Posted on:2011-07-19Degree:Ph.DType:Dissertation
University:University of California, San DiegoCandidate:Boone, JohnathanFull Text:PDF
GTID:1448390002956888Subject:Economics
Abstract/Summary:
The first paper investigates how interest groups use private information to influence policy decisions. A primary observation is that access to the decision maker is necessary for information transmission, and in many situations, this access is not free. Furthermore, payments directed at securing access must be committed before the ultimate outcome is determined. The decision maker's welfare depends on both these monetary payments and on how much information is transmitted. He may restrict access in order to advance these potentially contradictory objectives. Only those interest groups' which commit sufficient resources will be granted access, and be in a position to influence the ultimate decision. The model is consistent with the observations that the rents generated by policy choices may not be completely dissipated, and relatively few interest groups find participation profitable. The sensitivity of the results to the specification of the decision maker's preferences and the information structure is also investigated.The second paper considers the feedback mechanism between firms' efforts to screen potential employees and the quality of the labor pool.

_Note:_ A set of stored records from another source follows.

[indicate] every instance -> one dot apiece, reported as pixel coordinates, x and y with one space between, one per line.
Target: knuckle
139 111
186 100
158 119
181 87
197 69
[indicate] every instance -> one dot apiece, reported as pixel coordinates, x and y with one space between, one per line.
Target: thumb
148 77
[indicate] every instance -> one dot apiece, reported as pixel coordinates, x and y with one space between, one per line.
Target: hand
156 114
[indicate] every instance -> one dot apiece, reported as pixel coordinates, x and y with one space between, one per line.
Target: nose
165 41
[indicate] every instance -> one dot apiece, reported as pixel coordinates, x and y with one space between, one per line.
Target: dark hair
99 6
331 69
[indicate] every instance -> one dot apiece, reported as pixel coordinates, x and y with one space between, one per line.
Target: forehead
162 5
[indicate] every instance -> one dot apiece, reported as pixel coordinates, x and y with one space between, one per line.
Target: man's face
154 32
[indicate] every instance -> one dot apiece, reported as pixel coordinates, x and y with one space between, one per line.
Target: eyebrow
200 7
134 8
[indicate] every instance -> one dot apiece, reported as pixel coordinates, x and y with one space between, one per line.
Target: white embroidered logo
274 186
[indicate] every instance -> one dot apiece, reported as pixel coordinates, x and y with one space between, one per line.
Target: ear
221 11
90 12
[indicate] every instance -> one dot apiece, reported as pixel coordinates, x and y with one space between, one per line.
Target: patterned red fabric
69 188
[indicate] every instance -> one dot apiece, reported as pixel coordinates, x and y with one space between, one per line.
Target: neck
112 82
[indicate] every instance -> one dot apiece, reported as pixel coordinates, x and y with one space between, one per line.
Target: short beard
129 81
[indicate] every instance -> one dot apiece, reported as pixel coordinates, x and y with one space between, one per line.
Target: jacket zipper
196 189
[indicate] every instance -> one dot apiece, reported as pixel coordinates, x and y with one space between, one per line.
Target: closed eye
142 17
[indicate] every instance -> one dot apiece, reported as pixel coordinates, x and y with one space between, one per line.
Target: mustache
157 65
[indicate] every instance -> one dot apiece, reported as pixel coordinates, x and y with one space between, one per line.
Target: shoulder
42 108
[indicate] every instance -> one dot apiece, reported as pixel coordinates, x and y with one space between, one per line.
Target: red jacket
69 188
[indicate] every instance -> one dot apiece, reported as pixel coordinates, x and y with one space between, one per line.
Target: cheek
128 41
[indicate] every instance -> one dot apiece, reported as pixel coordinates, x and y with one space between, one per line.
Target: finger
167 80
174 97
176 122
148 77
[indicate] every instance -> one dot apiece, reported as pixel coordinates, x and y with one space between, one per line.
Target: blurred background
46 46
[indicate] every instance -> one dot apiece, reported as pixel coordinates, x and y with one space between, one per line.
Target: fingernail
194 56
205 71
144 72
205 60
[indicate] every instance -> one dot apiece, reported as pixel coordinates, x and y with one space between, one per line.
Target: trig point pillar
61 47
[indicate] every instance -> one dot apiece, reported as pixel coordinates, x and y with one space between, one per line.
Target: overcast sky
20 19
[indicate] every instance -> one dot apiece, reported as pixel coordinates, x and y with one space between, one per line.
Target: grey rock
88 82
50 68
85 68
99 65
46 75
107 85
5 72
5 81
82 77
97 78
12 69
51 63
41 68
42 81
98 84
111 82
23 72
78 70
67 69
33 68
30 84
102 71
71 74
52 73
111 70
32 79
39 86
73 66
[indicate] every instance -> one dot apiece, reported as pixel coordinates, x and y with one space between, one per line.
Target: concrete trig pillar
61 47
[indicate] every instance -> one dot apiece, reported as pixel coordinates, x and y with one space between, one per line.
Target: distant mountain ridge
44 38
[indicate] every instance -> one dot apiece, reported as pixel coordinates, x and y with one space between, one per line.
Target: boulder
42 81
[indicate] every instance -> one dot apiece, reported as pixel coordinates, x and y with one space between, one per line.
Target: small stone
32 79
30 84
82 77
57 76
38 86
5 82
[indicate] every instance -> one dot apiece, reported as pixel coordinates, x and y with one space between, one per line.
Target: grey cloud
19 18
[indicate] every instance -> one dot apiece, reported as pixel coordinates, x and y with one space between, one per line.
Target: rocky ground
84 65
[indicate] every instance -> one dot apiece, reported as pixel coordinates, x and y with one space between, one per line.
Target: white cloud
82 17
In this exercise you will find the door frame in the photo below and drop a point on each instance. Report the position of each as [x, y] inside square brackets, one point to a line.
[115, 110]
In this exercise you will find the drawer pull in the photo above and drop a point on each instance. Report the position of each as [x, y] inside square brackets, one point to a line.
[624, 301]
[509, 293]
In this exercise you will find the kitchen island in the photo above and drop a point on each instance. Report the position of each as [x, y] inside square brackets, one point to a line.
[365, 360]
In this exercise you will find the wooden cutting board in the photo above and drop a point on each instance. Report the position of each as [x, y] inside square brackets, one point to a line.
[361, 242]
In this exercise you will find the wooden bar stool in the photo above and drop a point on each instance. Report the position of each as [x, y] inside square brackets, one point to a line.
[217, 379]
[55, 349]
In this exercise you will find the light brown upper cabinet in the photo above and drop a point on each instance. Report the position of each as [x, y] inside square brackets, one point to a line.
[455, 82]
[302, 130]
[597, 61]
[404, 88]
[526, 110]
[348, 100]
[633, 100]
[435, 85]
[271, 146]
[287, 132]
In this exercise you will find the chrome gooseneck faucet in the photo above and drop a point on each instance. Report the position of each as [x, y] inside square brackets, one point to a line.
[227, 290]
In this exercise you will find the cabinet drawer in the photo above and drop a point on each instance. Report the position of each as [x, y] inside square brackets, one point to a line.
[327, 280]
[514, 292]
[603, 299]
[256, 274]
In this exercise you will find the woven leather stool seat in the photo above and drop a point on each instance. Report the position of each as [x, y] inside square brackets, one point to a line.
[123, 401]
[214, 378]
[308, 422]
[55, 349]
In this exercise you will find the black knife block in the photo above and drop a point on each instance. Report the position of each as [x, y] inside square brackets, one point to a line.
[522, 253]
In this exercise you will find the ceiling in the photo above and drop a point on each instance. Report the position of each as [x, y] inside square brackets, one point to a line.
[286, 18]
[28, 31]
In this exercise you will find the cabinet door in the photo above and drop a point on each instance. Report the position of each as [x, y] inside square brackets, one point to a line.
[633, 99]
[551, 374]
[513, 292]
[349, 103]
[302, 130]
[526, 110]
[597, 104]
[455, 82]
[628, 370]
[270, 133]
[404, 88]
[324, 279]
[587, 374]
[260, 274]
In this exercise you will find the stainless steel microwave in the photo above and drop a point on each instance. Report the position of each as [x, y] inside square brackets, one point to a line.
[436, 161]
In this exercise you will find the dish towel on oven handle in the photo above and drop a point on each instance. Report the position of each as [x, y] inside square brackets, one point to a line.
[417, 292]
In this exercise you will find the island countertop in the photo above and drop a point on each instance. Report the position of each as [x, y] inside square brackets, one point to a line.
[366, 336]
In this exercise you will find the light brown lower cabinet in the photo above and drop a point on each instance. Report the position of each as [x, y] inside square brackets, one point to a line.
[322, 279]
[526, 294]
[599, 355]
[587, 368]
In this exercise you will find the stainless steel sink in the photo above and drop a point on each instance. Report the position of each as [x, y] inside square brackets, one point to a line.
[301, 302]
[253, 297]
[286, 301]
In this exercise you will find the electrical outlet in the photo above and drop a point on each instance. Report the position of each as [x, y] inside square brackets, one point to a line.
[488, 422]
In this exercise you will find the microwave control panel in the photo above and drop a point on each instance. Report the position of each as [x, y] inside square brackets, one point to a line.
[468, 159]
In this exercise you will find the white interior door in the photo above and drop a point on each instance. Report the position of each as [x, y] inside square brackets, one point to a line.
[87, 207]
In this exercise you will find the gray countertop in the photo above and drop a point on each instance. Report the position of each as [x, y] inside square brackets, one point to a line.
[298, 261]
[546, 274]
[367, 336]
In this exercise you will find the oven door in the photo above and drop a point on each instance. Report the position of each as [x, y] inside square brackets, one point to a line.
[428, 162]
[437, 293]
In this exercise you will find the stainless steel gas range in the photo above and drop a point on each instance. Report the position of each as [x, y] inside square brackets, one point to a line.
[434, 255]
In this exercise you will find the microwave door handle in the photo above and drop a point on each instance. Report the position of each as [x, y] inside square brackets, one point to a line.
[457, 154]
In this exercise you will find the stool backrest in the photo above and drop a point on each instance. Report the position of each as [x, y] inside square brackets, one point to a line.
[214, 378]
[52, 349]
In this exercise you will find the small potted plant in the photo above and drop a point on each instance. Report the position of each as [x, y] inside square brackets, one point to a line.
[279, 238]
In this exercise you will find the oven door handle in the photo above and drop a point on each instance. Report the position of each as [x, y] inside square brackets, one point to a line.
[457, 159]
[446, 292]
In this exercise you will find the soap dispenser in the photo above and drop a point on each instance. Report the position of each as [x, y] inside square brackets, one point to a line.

The model displays a complementarity: where available workers are of lower quality on average, firms will optimally commit more resources to hiring only the most qualified. More stringent screening returns more under-qualified workers to the unemployed pool, which further lowers its quality. This framework allows us to consider the impact of changes in the environment, e.g., the introduction of web-based testing services which lowers the cost of screening potential employees.The final paper investigates the job-offer decisions of ranked institutions. The motivation is the academic job market, where differences in prestige between schools is well known. Firms cheaply learn something about a candidate's quality through an interview, but actually making an offer is costly in terms of opportunity cost. We show that a lower ranked firm will want to take a "flier" on the best candidates, even though they are the most likely to attract a better offer. When the firms can delay making offers, the lower-ranked firm prefers to wait to make offers until after the higher-ranked firm has made its offers.